Ya vienen los segadores
de segar de tierra baja,
con los bolsillos vacíos
y la tripa llena paja.
De niño, me gustaba sentarme en la pared del corral de mi casa y verles avanzar devorando el trigal. Llegaban una mañana cualquiera, temprano, con la blanda, y empezaban por la parte baja del cercado. La cuadrilla -manigero al frente- la formaban cuatro o cinco hombres todos ataviados con su peculiar equipo de trabajo: dediles y manijas en las manos, manguitos en los brazos, mandil en el pecho y zahones en las piernas, todo de cuero. Y la hoz, claro. Y sombrero. Pasaban calor. Sudaban. Bebían mucha agua.

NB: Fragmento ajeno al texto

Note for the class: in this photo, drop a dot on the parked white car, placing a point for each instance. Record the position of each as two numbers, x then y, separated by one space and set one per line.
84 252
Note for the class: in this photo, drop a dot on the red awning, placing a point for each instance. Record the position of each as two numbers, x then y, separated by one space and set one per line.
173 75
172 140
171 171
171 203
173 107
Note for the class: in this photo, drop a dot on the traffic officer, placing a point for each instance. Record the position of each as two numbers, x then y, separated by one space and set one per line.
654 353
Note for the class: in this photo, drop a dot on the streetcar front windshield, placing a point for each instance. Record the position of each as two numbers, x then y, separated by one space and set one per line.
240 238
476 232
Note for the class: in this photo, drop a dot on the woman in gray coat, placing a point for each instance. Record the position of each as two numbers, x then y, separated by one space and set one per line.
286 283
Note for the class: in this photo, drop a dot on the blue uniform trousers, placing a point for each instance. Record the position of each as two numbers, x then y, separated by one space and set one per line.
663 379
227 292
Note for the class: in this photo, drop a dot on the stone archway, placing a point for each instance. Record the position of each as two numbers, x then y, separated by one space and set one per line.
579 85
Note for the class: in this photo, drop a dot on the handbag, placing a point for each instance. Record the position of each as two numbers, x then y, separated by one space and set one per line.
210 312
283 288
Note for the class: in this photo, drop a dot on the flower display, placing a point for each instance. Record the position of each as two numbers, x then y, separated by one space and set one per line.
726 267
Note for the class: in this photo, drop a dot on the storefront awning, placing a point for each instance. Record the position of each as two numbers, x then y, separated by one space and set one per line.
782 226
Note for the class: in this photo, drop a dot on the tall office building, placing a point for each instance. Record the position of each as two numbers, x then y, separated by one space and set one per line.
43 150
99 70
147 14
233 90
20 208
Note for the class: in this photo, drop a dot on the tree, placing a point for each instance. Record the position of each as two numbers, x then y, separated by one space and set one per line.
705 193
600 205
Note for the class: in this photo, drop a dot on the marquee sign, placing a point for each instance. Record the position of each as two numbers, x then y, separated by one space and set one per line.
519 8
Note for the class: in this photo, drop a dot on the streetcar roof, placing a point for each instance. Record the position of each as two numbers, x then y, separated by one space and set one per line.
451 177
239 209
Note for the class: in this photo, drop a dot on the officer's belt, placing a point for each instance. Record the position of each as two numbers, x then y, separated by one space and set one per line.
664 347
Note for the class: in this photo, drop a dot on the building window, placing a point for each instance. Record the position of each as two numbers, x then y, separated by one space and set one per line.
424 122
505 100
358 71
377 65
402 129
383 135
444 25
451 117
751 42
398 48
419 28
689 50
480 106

Ellas, sabedoras del calor del infierno, se lamentaban:
Estoy sentada a la sombra
y no paro de sudar;
como estarán mis amores,
que se fueron a segar.
Salvo cuando se sentaban a tomar algo a media mañana, apenas conversaban. El trabajo les podía. No cantaban. La siega no era labor que permitiera respiro: la posición, el trabajo a desarrollar y el calor no daban tregua.
Iban apilando las mies por cargas. Una carga estaba formada por nueve haces; un haz por seis gavillas; una gavilla por seis u ocho manojos, según fuera de trigo o cebada; y un manojo o llave, era la cantidad que el segador abarcaba en su mano. Al atardecer el cercado quedaba segado y las cargas alineadas, con orden. Días después, en cangallas que portaban bestias, las llevaban a la era.
Ya no se siega con hoz. Por estas tierras nuestras, casi ni se siembra. El campo se dedica a pasto para alimentar el ganado. Otros tiempos.
A mi recuerdo se asoman Los segaores de Jarcha. ¡Qué hermosura!.